If we recall the lyrics to a song they wrote way back in 1997, “Polar Bear Club,” they might even be our great prophets:

“To me this is a lifestyle, not some silly trend. And years from now when they’re all gone, I pray that we’re still friends. In the sand at Gilgo Beach in the year two thousand and sixteen. I’ll be forty two and so will you, in our chairs down by the sea. Faded tattoos on our legs and back, and our feet are buried in the sand. I just bought a microphone for my kid ‘cause she’s trying out for a band.”

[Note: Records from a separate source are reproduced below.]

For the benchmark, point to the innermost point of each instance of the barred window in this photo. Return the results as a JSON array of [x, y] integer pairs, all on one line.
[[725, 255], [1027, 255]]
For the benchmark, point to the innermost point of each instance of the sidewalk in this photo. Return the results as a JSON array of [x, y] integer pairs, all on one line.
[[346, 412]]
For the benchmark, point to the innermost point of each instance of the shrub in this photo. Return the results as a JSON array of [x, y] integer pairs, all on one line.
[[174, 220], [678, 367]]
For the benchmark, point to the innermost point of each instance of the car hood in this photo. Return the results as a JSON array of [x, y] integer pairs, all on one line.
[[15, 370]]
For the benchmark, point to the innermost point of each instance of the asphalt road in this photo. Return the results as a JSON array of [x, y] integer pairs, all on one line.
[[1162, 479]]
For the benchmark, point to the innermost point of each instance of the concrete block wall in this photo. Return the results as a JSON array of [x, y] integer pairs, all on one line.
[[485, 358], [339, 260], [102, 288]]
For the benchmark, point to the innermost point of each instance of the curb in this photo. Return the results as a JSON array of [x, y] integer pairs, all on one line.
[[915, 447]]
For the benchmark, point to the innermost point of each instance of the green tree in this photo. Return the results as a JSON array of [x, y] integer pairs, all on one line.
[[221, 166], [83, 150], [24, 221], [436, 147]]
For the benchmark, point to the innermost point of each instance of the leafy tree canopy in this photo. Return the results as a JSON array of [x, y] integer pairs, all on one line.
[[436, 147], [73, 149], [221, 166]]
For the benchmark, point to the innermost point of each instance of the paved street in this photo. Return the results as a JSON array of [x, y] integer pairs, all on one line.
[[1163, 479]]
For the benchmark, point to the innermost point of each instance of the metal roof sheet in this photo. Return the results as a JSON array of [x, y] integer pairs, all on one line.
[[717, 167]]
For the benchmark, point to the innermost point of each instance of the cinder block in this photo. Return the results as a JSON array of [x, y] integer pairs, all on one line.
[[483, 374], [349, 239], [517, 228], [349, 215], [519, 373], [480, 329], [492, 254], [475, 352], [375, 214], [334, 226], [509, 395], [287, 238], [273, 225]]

Indeed those lyrics remind us just why music is so much more than sound. And as their 2016 reunion shows draw near, those lyrics also remind us why Silent Majority is so much more than a band. They know the indelible mark they left on their musical community, echoed on in so many modern bands. They humbly acknowledge the influence they had in creating the Long Island hardcore and punk underground. But none of it is overblown. All of it is earnest. And it’s in that very earnestness that their curious and selfless reunions are born. They are here to help. And while we hope they don’t have to reunite anymore under such tragic circumstances, we selfishly hope that this certainly isn’t the last time that Silent Majority comes out of hibernation.